Un deuxième problème réside dans le fait que de nombreuses entreprises en Belgique dépendent de sociétés mères et de centres de décision étrangers dans d’autres parties du monde. Le risque d’être dépouillé pour répondre aux besoins de la société mère n’est pas inimaginable. De tels scénarios (à la fois pendant le choc et pendant la période de reconstruction) doivent être pleinement intégrés dans l’approche.

Applications
L’idée de calculer la résistance aux chocs est née peu après les attentats terroristes de Zaventem et de Bruxelles en 2016. Il y a en effet alors eu un choc qui, bien que dramatique, a été plutôt limité. Cependant, le lien avec d’autres domaines a été rapidement établi. Par exemple, la résistance aux chocs serait également idéale pour informer les bourgmestres qui ont l’intention de réaménager une place de la ville. Cela signifie en effet que les magasins de cette place seront « confinés » pendant quelques mois. Le bourgmestre pourrait alors prioriser les entreprises qui ont le plus besoin de soutien (sur base du score d’impact) et déterminer les budgets pour celles-ci (besoin d’injection).

Mais considérons également, par exemple, une situation dans laquelle une ligne d’approvisionnement en biens de première nécessité s’arrêterait en raison des conditions du marché ou de tensions internationales. Une coupure d’électricité soudaine, par exemple.

Projet prioritaire
Graydon a vu son expertise dans les données, les algorithmes et les modèles de prédiction comme un support pour mieux comprendre l’impact de la crise et les mesures nécessaires. Nous estimons également que nous pouvons fournir des informations à un stade ultérieur pour informer quant à la reconstruction de notre économie.
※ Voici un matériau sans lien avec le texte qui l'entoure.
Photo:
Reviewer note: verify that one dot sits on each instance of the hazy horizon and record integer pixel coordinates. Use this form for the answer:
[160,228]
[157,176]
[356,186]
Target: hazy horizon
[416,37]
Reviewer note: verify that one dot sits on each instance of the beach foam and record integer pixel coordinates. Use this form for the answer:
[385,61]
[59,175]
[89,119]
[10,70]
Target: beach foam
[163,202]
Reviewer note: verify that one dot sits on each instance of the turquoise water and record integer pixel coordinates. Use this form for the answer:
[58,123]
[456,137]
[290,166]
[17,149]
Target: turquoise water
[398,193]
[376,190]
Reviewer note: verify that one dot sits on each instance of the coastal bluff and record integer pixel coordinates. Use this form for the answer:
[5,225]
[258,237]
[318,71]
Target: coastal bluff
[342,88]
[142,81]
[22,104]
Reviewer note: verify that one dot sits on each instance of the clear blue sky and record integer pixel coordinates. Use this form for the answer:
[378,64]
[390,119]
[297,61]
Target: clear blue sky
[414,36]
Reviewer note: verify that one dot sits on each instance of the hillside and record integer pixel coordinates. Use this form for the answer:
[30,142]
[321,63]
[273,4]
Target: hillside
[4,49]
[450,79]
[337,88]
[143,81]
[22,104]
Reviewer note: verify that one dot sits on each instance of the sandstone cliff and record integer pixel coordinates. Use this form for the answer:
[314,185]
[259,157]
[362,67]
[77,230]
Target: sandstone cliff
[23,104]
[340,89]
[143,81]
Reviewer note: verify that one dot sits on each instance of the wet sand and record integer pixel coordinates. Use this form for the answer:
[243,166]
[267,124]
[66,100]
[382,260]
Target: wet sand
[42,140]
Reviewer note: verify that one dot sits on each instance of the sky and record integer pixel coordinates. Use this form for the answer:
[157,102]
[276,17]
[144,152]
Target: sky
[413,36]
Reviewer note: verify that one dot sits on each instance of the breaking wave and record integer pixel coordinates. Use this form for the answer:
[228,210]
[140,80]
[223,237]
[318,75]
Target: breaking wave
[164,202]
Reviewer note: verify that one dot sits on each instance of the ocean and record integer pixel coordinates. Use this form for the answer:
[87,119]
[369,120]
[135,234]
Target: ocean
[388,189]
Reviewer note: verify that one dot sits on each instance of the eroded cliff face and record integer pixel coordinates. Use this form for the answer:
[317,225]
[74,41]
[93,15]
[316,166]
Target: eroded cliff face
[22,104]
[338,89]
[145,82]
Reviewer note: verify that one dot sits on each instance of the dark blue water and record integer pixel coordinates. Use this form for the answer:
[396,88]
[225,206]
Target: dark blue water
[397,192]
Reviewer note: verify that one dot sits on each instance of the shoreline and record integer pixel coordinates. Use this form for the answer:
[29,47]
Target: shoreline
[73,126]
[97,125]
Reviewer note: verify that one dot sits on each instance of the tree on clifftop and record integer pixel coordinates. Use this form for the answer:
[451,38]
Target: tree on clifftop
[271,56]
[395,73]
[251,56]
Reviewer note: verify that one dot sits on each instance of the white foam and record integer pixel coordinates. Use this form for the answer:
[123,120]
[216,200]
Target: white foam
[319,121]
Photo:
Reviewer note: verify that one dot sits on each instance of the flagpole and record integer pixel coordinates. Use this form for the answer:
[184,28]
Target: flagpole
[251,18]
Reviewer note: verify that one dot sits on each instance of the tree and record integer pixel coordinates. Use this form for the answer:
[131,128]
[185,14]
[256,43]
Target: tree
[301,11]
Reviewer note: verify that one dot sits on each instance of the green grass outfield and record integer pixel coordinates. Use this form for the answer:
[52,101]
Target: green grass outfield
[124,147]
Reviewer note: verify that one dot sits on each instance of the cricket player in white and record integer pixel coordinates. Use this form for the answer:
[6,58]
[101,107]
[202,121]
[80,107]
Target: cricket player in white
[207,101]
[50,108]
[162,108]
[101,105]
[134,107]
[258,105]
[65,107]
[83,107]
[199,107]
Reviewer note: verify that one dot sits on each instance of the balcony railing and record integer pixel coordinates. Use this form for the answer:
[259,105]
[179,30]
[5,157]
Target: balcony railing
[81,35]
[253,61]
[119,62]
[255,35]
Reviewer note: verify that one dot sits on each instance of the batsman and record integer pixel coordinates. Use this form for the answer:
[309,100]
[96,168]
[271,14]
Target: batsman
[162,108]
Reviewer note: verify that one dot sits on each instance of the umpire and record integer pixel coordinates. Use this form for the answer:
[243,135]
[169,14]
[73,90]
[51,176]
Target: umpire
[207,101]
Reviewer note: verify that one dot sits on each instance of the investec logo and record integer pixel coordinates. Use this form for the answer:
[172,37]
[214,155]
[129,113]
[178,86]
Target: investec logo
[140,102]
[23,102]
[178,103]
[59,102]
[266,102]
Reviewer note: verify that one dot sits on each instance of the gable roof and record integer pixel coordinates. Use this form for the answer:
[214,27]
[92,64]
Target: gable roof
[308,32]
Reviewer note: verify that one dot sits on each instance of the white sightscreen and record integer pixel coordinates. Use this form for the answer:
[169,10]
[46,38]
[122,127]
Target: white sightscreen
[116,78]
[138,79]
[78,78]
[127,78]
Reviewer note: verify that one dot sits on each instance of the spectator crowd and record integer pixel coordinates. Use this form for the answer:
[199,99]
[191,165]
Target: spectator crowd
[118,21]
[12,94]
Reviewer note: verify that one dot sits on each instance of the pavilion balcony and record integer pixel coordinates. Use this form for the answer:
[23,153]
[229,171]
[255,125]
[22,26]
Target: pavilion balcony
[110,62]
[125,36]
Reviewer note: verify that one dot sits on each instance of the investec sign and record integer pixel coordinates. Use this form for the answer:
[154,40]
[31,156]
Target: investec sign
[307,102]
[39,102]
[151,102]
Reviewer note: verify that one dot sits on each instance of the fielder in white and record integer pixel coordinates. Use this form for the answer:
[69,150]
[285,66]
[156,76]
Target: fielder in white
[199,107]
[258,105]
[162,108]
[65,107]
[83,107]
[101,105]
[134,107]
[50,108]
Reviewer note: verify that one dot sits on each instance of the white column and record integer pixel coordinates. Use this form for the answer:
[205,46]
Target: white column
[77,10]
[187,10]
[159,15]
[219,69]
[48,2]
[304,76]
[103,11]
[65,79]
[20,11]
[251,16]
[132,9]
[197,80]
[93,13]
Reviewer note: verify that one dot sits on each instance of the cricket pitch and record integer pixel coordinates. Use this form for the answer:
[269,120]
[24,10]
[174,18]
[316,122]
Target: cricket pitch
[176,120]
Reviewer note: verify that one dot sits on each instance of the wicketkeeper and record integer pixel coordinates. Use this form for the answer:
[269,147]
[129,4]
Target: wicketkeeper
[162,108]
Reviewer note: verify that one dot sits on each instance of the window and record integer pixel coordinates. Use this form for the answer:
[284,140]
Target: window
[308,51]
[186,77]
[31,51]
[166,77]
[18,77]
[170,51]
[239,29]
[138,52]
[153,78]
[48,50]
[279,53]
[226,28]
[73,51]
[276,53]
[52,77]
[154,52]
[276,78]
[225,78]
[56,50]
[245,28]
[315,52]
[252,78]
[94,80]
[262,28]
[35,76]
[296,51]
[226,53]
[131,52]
Tous les projets en cours ont été mis de côté pour se concentrer entièrement sur cela. Toute l’équipe de data scientists, d’analystes, d’avocats et de nombreuses autres parties prenantes a été impliquée à plein temps dans le développement du nouveau modèle. En attendant, le modèle de base est continuellement affiné, ajusté et étendu sur base des décisions et des mesures de soutien qui sont prises (amélioration continue). Pour ce faire, nous sommes en contact étroit avec la taskforce de crise du gouvernement fédéral.

Fonction de soutien
Graydon se rend compte du danger que les résultats du score d’impact et de l’Impact Score Report puissent être utilisés négativement. Les entreprises pourraient utiliser le score pour exclure ou exiger un paiement immédiat aux clients étiquetés comme fortement touchés par le choc. De cette façon, les « victimes » descendraient encore plus vite dans l’abîme et cela n’est pas du tout notre intention.

Par conséquent, ce modèle n’est disponible que pour les organismes et les entreprises qui s’engagent à utiliser les informations uniquement à titre de soutien. Une entreprise peut donc utiliser le score pour déterminer quel client a besoin de soutien (sous forme de paiement différé par exemple) pour survivre à cette crise.